Botnets are in overdrive I have noticed. Forum comment spamming has gone up so much that I can't keep up this last week. Mostly through US based socks proxies too and not direct posting from the compromised machines, as is the norm from Asia/Russia.

[showker]

See: http://www.knujon.com/news -- two major spam hosts closed down. Won't last long, but we're running about 30% of our normal flow. Also see http://www.hostexploit.com/ for their latest take-down report.

Enjoy it while it lasts.

ICANN is rewriting their AAC regulating registrars -- everyone is urged to write them with this info:

http://www.safenetting.com/2008/11/18/you-can-help-curb-online-crime/

[Miss Betsy]

Thanks for the information! I have submitted a comment.

Miss Betsy

[Farelf]

No doubt it is temporary (but dare to hope otherwise) - I note the redirection botnet-hosted sites like rlka.vhweaker.cn are really struggling to resolve today ('Canadian' pharmacy, counterfeit watches, etc.) and they are also "not whoisable". Practically all the spam I am seeing just now is more than usually pointless - the payloads are inoperable links.

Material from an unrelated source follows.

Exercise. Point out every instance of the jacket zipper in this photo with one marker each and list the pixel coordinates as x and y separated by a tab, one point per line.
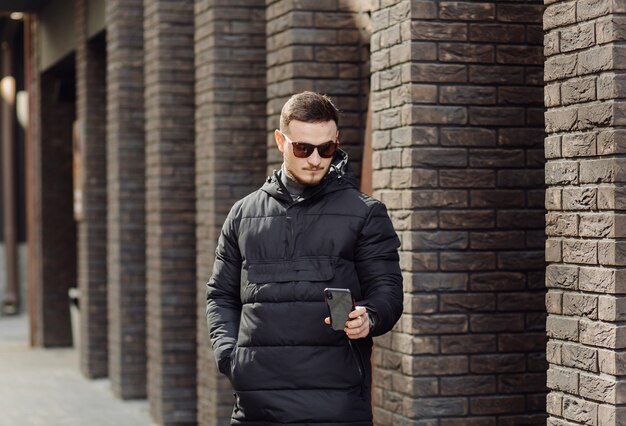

Haven't checked any of the the sites they are meant to/used to redirect to.

[Geek]

Looks like the botnets are rebuilt enough to be functional ... I just received more spam in the last 8 hours than in the past two weeks combined and it's just continuously pouring in right now!!!!!

[Farelf]

...Looks like the botnets are rebuilt enough to be functional ... I just received more spam in the last 8 hours than in the past two weeks combined and it's just continuously pouring in right now!!!!!

Bad news - those not yet affected are just in the eye of the storm then.

Still seeing DNS problems in reaching the redirector links though. For those 1/12,000,000 fools clicking, they're going nowhere, going by the stuff that gets through to me.